Thursday, 4 October 2018: 15:20
Galactic 4 (Sunrise Center)
D. Bedrov (The University of Utah), D. Dong, M. Ebrahiminia (Materials Science and Engineering, Univeristy of Utah), and J. B. Hooper (The University of Utah)
We employ atomistic molecular dynamics simulations utilizing polarizable force fields to study ion correlated motion and transport mechanisms of Li+ in several electrolytes and solid electrolyte interphases (SEIs). Specifically, we investigate ion-ion correlated motion and the influence of these correlations on the overall conductivity as well as Li+ transport and transference numbers.

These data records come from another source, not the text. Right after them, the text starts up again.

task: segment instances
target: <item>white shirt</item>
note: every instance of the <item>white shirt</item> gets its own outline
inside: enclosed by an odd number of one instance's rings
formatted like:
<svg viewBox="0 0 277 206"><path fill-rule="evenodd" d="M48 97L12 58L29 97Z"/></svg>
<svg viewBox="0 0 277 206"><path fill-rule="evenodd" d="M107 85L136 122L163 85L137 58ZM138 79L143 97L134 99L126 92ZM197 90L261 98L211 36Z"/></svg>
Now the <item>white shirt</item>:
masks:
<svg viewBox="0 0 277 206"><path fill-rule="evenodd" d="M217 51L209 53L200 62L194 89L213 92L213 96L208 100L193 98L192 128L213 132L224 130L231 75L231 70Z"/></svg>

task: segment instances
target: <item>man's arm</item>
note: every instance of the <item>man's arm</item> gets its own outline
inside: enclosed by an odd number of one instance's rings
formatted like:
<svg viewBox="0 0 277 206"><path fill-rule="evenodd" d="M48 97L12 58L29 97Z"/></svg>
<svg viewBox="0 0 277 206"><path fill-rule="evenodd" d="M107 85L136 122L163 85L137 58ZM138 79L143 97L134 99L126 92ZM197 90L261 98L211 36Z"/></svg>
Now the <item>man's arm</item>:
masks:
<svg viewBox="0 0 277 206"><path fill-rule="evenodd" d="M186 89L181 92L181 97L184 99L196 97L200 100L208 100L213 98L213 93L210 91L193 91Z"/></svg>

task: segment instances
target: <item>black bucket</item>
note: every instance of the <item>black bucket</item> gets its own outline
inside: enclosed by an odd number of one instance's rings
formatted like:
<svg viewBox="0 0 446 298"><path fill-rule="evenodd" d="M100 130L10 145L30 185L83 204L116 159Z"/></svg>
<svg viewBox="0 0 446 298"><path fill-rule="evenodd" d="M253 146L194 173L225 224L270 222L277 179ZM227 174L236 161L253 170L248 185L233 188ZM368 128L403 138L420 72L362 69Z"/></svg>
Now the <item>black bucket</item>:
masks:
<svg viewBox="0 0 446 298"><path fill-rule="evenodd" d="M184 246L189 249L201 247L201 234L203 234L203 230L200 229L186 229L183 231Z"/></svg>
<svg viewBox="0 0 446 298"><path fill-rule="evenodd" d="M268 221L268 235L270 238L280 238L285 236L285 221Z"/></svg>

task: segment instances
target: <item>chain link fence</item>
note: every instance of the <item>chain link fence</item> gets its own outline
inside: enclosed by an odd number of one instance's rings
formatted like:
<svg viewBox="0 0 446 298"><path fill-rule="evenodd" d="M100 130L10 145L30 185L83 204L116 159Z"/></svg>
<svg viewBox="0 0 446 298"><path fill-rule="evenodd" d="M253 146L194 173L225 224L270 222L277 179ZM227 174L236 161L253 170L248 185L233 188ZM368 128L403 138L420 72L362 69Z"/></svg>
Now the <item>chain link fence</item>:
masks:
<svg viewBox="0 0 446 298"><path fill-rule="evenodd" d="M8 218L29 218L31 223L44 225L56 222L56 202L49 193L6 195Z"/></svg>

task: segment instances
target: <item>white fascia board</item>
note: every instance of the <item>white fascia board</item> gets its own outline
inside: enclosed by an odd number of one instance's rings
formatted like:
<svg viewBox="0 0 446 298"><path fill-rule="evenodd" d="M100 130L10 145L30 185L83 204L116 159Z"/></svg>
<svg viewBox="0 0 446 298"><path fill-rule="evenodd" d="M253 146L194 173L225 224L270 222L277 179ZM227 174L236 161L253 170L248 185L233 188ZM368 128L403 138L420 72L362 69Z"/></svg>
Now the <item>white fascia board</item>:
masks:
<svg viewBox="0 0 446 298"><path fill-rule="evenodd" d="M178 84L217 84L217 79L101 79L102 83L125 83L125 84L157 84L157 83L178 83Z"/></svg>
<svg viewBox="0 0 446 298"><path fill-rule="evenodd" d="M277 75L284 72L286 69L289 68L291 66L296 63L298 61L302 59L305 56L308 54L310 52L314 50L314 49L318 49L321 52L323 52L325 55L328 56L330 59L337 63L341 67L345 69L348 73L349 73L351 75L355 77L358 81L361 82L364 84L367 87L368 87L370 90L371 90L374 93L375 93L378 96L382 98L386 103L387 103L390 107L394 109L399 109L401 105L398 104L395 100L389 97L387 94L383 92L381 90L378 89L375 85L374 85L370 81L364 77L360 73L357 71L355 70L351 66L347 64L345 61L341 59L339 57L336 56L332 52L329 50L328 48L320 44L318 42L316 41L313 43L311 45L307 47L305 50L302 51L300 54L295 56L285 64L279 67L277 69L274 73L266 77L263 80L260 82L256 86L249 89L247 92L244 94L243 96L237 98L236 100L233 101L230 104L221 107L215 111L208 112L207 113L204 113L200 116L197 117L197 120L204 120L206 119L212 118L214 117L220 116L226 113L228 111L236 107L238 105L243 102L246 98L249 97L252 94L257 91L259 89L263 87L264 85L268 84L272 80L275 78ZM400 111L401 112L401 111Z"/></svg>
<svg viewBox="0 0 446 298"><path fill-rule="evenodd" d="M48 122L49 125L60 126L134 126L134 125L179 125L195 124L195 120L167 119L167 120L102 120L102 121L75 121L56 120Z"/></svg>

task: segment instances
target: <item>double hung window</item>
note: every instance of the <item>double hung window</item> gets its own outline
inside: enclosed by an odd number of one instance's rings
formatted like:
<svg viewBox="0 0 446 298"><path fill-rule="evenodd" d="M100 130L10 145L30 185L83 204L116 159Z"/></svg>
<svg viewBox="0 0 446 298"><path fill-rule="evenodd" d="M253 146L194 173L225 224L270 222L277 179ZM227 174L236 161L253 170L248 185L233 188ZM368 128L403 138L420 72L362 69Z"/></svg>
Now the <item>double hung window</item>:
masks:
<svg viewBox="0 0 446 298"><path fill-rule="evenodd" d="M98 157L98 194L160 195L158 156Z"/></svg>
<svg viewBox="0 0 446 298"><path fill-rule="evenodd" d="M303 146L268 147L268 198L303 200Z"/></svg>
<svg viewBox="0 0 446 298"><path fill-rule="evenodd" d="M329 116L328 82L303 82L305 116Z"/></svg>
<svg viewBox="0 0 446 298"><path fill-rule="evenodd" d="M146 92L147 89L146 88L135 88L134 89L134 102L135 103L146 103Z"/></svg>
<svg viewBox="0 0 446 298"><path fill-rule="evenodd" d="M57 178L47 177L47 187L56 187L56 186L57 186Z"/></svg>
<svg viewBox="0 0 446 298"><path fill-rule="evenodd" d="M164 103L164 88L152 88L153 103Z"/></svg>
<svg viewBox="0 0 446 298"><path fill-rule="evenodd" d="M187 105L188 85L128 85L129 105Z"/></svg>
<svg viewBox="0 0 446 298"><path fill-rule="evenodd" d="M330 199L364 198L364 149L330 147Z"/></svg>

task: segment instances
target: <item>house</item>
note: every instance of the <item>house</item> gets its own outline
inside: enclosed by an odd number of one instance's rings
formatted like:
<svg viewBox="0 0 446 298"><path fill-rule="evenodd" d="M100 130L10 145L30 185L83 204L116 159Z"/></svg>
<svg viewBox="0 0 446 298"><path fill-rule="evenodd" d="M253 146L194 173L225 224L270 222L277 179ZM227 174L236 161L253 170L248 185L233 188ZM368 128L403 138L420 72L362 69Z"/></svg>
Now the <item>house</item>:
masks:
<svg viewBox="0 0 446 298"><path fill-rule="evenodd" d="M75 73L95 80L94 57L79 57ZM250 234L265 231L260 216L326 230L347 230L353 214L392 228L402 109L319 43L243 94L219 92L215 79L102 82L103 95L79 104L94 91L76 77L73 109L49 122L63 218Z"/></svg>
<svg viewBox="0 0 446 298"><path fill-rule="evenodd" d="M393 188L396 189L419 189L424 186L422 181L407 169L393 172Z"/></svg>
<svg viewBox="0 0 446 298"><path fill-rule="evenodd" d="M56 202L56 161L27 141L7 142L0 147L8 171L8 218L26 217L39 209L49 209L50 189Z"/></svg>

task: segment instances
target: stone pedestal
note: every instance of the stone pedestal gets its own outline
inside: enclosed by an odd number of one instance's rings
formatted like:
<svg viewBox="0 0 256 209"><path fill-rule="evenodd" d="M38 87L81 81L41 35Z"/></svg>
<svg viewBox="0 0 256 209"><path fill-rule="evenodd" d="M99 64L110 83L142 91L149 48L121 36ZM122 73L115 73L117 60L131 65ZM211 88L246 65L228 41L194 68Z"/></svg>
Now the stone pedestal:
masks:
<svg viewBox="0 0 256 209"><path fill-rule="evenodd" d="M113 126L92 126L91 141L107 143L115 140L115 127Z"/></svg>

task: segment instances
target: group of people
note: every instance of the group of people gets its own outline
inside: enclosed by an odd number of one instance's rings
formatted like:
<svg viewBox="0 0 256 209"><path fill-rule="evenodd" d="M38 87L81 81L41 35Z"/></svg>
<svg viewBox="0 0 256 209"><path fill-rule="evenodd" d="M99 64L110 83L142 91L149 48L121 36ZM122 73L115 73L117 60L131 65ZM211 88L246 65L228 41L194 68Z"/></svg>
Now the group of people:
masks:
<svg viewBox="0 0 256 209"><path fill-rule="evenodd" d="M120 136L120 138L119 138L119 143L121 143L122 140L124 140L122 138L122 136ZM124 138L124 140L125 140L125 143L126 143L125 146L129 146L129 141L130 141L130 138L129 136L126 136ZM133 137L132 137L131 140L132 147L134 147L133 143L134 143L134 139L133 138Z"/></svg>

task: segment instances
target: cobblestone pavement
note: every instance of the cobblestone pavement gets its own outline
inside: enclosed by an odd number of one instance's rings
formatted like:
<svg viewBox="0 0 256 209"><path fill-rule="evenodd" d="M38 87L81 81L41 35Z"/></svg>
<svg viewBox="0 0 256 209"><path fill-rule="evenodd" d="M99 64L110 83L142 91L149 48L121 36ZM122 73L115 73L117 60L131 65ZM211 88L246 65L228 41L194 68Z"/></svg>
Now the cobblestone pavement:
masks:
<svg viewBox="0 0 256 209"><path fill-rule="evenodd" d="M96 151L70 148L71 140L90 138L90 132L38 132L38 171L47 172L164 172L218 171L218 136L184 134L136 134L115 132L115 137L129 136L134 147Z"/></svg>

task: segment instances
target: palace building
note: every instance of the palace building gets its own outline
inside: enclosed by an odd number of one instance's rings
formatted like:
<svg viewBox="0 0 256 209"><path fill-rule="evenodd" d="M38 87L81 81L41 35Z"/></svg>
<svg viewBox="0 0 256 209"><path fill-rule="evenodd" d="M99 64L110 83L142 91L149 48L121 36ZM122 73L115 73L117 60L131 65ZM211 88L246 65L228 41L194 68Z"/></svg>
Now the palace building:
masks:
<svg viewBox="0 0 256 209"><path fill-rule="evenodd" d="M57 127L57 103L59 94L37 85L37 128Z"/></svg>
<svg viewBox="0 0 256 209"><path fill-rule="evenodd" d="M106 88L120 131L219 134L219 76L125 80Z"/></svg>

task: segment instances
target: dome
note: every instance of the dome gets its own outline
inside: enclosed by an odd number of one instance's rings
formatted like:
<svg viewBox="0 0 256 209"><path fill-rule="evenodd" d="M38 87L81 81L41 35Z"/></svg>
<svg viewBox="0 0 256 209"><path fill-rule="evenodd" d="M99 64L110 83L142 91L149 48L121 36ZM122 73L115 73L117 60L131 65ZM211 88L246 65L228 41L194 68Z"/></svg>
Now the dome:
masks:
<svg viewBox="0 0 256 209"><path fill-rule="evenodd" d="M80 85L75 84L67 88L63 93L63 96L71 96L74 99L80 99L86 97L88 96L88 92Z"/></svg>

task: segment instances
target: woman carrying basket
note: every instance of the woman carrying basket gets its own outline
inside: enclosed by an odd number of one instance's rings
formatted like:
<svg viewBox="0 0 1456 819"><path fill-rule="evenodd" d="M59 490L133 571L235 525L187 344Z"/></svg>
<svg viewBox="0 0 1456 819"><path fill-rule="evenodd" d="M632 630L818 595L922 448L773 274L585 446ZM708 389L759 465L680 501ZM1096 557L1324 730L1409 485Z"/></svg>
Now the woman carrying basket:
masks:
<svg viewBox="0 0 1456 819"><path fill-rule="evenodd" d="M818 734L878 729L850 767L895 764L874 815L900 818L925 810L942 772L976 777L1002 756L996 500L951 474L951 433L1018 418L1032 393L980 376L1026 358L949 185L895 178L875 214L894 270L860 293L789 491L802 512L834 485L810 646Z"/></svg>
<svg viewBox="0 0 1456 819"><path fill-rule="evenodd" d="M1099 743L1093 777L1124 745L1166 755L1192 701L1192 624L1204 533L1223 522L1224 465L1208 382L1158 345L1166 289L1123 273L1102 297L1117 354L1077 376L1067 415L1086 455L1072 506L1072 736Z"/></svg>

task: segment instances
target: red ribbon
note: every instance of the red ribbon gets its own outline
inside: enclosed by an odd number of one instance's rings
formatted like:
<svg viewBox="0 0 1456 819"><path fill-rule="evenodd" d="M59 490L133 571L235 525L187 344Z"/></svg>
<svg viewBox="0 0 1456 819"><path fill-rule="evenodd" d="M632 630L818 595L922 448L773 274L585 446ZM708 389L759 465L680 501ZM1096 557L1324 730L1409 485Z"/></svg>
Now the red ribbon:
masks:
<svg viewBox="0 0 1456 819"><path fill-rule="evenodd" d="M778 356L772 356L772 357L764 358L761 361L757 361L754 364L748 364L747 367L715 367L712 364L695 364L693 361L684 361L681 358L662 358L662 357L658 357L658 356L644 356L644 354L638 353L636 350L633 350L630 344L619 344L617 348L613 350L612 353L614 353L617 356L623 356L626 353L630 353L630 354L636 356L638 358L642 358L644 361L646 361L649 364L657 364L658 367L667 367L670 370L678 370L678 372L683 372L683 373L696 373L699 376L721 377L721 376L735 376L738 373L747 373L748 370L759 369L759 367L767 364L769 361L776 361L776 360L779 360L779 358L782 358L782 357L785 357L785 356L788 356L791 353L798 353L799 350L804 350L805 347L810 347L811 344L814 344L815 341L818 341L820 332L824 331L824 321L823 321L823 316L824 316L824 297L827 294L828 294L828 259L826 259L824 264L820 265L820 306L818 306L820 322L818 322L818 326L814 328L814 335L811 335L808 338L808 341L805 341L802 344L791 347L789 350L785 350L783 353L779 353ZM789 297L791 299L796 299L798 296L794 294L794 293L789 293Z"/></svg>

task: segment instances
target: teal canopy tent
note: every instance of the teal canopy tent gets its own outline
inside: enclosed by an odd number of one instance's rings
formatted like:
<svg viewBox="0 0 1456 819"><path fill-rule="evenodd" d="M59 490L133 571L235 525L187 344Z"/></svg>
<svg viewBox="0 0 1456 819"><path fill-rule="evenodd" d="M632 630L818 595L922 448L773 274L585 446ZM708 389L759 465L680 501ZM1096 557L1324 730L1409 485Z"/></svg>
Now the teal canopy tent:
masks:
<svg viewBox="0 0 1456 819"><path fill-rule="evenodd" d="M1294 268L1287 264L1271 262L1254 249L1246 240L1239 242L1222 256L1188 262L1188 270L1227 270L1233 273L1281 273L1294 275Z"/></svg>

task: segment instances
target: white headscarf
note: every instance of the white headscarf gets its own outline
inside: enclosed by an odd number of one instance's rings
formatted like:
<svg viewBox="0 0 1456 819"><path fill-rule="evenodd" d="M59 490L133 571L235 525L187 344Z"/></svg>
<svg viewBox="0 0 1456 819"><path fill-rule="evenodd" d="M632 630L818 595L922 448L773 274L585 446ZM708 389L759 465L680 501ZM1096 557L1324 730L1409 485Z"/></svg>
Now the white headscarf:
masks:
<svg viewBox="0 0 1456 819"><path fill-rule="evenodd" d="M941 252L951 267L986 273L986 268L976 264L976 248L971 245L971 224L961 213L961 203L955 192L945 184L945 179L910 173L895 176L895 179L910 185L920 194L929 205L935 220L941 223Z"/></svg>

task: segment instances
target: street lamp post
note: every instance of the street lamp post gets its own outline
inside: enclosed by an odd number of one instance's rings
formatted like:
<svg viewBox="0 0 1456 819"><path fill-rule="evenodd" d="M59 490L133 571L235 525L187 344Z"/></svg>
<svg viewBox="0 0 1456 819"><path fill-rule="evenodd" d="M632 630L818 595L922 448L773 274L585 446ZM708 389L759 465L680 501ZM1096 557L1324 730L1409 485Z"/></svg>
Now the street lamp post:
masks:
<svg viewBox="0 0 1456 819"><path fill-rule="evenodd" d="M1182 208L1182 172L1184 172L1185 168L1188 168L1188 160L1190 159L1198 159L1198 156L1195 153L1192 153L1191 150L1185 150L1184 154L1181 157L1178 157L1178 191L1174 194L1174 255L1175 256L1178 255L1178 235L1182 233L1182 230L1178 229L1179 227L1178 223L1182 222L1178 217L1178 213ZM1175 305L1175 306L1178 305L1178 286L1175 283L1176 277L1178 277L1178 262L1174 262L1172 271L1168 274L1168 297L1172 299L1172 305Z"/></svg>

We demonstrate that depending on interaction with surrounding matrix, the Li+/anion correlated motion can provide either positive or negative contribution to the overall ionic conductivity and substantially influence the transference number. We will compare Li+ transport in conventional carbonate-based electrolytes (EC/LiPF6, DMC/LiPF6, and EC:DMC/LiPF6), tetraglyme/LiTFSI, and bulk solid electrolyte interphases comprised of alkyl carbonate oligomers (Li2EDC, Li2BDC, Li2PDC, Li2CO3, etc.).